I Don’t Know If I Am Proud Or Ashamed That My Son Plays Boggle On The Iphone
Posted by Big Daddy Paul in Travel StoriesI used to think that giving your kids a million kinds of technology was ugly parenting. I would see kids playing games on their handheld Nintendos, Ipods, and PSPs and I thought, “Wow, their parents must be really fucking lazy. Tsk, tsk.” Having traveled all over the western United States in the past few weeks and asking Malcolm sit through things that no four-year-old easily consents to (like seven hour long car rides or lengthy waits at the doctor’s office to get his stitches removed), I now know that the parents weren’t lazy. They were fucking smart.
It’s a fact. Little gizmos make your kid tolerate situations they would otherwise drive you crazy in. Four-year-olds are hard wired to run, scream, and talk about their butts. This does not bode well for long airplane rides. Under the circumstances, you can either corral their fragile little attention spans by showing them Mary Poppins, or risk having your aisle-mates learn that your new nickname is “Poopy McPooperstein.” Sure, I could stash the technology away and try to to occupy Malcolm’s time by reading to him and playing games, but such heroic efforts at parenting are better left to people who aren’t busy downing as many rum and cokes as they can between takeoff and landing.
Additionally, “regular” parenting will always entail your child having at least one tantrum during plane flights.
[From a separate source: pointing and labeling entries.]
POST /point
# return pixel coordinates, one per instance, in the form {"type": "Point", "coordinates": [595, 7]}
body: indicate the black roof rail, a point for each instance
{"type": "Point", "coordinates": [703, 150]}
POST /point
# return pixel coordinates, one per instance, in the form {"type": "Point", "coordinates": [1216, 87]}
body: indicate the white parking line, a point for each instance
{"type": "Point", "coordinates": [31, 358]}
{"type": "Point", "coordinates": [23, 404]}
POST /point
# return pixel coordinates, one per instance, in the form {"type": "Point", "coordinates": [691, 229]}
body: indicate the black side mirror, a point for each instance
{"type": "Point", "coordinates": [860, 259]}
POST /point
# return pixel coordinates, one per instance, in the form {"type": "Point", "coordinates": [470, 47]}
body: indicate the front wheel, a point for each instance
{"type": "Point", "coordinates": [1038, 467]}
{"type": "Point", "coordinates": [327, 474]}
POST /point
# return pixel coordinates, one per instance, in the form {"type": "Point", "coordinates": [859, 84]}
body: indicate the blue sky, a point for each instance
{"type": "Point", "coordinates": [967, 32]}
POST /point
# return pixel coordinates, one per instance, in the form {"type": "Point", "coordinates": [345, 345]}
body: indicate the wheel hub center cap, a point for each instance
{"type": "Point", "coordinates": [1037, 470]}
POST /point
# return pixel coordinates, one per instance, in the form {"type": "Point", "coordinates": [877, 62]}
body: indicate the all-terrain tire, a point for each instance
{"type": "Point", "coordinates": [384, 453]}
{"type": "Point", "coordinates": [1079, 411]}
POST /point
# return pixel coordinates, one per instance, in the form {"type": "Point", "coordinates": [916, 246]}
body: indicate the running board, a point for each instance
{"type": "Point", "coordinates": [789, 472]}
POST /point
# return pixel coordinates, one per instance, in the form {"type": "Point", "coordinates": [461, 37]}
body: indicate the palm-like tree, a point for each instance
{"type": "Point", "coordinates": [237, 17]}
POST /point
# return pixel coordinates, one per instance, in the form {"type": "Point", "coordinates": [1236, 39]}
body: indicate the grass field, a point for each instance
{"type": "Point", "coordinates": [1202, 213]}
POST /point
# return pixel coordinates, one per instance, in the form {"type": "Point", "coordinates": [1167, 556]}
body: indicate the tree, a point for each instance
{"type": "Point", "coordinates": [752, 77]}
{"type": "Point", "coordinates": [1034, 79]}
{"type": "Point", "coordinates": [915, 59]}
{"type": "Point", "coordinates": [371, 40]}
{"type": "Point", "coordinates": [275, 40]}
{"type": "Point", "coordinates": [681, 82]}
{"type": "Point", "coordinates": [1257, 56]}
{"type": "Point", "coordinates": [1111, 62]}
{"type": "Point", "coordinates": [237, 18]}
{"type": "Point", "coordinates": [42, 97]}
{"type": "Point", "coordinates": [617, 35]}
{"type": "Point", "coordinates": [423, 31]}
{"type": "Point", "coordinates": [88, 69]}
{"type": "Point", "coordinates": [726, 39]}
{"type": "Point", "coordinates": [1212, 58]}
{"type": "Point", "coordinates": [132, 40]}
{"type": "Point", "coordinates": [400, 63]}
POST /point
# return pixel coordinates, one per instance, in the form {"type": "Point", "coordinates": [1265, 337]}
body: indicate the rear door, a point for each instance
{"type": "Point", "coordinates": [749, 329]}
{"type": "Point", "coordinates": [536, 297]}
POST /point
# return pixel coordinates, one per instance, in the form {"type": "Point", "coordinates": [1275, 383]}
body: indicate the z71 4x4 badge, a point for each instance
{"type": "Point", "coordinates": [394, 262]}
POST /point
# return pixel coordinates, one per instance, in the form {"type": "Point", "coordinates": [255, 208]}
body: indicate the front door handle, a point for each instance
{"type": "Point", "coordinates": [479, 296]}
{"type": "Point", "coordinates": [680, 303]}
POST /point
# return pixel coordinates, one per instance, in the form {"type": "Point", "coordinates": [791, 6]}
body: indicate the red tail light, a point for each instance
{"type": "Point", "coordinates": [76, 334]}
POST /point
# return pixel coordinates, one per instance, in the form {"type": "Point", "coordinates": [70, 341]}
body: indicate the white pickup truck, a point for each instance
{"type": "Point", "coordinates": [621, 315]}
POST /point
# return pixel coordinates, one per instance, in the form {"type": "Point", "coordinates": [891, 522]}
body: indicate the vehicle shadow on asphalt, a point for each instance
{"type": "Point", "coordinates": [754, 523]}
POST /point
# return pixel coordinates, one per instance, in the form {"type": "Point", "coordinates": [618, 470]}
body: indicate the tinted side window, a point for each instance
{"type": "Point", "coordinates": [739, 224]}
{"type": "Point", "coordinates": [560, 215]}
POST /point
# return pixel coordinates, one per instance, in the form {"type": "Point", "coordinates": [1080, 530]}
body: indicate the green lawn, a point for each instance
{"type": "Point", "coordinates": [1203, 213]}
I swear, if there is anything I hate in this world more than the stink-eye that single airline passengers shoot you when your kid is screaming in their ear, it is the the patronizing tone that other parents use when they take it upon themselves to instruct you on what you should do to make your child happy. Lose, lose. Much safer to just plug the kids in, sit back and let the rum take its course.

Monsters, Inc. Life saver, or gateway drug?
In light of this reality, Malcolm now has a portable DVD player and my old Iphone. I try to limit what he can do on each of them, vetoing both his attempts to watch “Showgirls” on DVD and play “Ragdoll Blaster” on the phone. The downside is that he now asks for each constantly, and I am, for the moment, resisting. These tools are useful ways to survive significant hurdles, like sitting in the car for 15 hours in a three day span. They are not, for now, used for more mundane things like driving to summer camp or waiting in the car while I knock over liquor stores. Maybe one day Malcolm will win out and I will have to deal with a child that has absolutely no patience, but then again, that’s what rum and cokes are for, aren’t they?